Peter picture Peter · Jan 17, 2014 · Viewed 8.9k times · Source

Consider the following dependencies (where A --> B means B depends on A, so effectively, A is the 'parent')

A --> B
A --> C
C --> D
C --> E

More graphically:

    A
    |
----------
|        |
B        C
         |
    -----------
    |         |
    D         E

A topological sort algorithm would return something like:

ABCDE

I have found code for this (exhibit A and exhibit B), but neither support cyclice dependencies. I am in the situtation that this could happen:

A --> B
B --> C
B --> D
C --> B
C --> E

Graphically:

A
|
B <--> C
|      |
D      E

This could return ABCDE or ACBDE. So because B and C are on the same 'level', the order between them is not important (likewise for D and E).

How could I accomplish such a thing. I realize this isn't exactly a topological sorting, but I'm not expert mathematician, so I don't really know where to start looking, let alone how to implement this.

Personally, I'm working in C#, but if you know how to do it in any other language, I'd be happy to study your code and translate it to C#.

update

I can also have the following situation:

A <--------
|         |
--> B --> C
    |     |
    D     E

So, important, this doesn't have to be a tree. I can have any arbitrary graph. In fact, not all nodes have to be connected to one another.

Answer

Eric Lippert picture Eric Lippert · Jan 17, 2014

First off, it is conceptually easier if you have a graph such that you can ask "what do you depend on"? I'm going to assume that we have a graph where a directed edge from A to B means "A depends on B", which is the opposite of your statement.

I am somewhat confused by your question since a topo sort that ignores cycles is virtually the same as a regular topo sort.
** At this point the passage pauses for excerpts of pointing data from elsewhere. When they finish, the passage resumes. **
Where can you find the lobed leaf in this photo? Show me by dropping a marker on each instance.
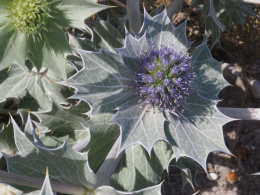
(138, 170)
(65, 164)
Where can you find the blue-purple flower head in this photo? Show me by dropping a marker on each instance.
(164, 78)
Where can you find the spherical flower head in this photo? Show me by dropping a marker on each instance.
(164, 78)
(29, 16)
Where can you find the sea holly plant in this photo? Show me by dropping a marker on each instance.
(139, 106)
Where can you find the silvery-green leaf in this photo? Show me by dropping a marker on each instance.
(7, 144)
(46, 48)
(63, 123)
(188, 169)
(8, 190)
(213, 26)
(65, 165)
(46, 186)
(139, 124)
(137, 169)
(106, 35)
(237, 11)
(73, 13)
(104, 82)
(99, 37)
(103, 136)
(198, 130)
(160, 31)
(107, 190)
(40, 86)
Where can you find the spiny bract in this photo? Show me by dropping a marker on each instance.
(159, 90)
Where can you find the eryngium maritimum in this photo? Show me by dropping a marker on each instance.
(34, 30)
(160, 92)
(29, 16)
(164, 77)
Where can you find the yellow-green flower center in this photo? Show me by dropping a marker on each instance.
(29, 16)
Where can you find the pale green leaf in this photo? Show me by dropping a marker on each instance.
(73, 13)
(107, 190)
(39, 88)
(104, 82)
(139, 124)
(46, 186)
(63, 123)
(188, 169)
(65, 164)
(198, 130)
(7, 144)
(138, 170)
(213, 26)
(49, 48)
(160, 31)
(103, 136)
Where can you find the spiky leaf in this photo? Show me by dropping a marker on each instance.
(40, 88)
(65, 164)
(7, 144)
(63, 123)
(45, 48)
(107, 190)
(138, 170)
(46, 186)
(103, 136)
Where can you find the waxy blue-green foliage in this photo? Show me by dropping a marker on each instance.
(32, 30)
(107, 79)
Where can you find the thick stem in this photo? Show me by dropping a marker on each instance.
(109, 165)
(176, 4)
(12, 178)
(134, 15)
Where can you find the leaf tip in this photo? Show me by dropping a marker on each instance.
(47, 172)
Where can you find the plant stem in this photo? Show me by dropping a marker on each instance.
(250, 1)
(134, 15)
(176, 4)
(109, 165)
(12, 178)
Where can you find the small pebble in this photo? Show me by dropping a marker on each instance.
(212, 176)
(245, 130)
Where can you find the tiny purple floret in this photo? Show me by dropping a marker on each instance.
(164, 78)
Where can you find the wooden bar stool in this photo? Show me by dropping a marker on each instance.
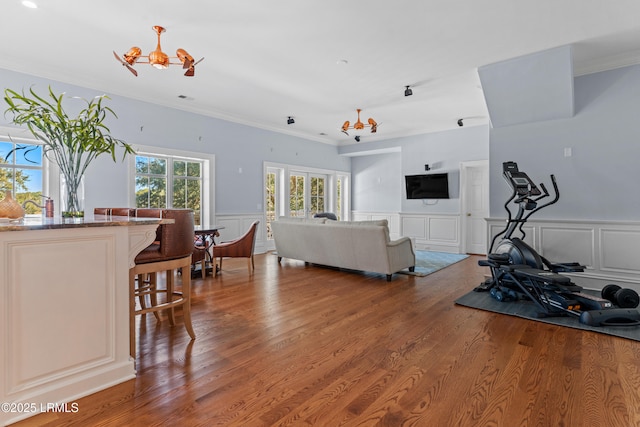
(171, 251)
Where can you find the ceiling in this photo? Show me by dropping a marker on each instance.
(315, 60)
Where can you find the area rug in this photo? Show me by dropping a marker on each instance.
(428, 262)
(528, 310)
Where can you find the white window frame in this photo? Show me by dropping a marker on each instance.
(208, 172)
(284, 171)
(50, 172)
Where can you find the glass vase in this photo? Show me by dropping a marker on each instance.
(72, 195)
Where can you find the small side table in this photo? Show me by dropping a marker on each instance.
(205, 238)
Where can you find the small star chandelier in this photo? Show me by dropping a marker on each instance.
(359, 125)
(157, 58)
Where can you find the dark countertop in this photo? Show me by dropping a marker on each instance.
(40, 223)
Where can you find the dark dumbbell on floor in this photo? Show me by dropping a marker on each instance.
(622, 297)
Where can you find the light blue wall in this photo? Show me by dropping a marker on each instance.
(234, 146)
(375, 185)
(379, 178)
(600, 180)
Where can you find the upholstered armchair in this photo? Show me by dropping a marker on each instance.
(242, 247)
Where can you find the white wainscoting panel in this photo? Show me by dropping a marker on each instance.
(392, 218)
(609, 249)
(619, 249)
(427, 232)
(432, 232)
(236, 225)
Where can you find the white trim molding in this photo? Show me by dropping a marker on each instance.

I'll develop the algorithm so that you can handle cycles as you see fit; perhaps that will help.

The idea of the sort is:

  • A graph is a collection of nodes such that each node has a collection of neighbours. As I said, if a node A has a neighbour B then A depends on B, so B must happen before A.

  • The sort takes a graph and produces a sorted list of nodes.

  • During the operation of the sort a dictionary is maintained which maps every node onto one of three values: alive, dead and undead. An alive node has yet to be processed. A dead node is already processed. An undead node is being processed; it's no longer alive but not yet dead.

  • If you encounter a dead node you can skip it; it's already in the output list.

  • If you encounter a live node then you process it recursively.

  • If you encounter an undead node then it is part of a cycle. Do what you like. (Produce an error if cycles are illegal, treat it as dead if cycles are legal, etc.)


function topoSort(graph) 
  state = []
  list = []
  for each node in graph
    state[node] = alive
  for each node in graph
    visit(graph, node, list, state)
  return list

function visit(graph, node, list, state)
  if state[node] == dead
    return // We've done this one already.
  if state[node] == undead
    return // We have a cycle; if you have special cycle handling code do it here.
  // It's alive. Mark it as undead.
  state[node] = undead
  for each neighbour in getNeighbours(graph, node)
    visit(graph, neighbour, list, state)
  state[node] = dead
  append(list, node);

Make sense?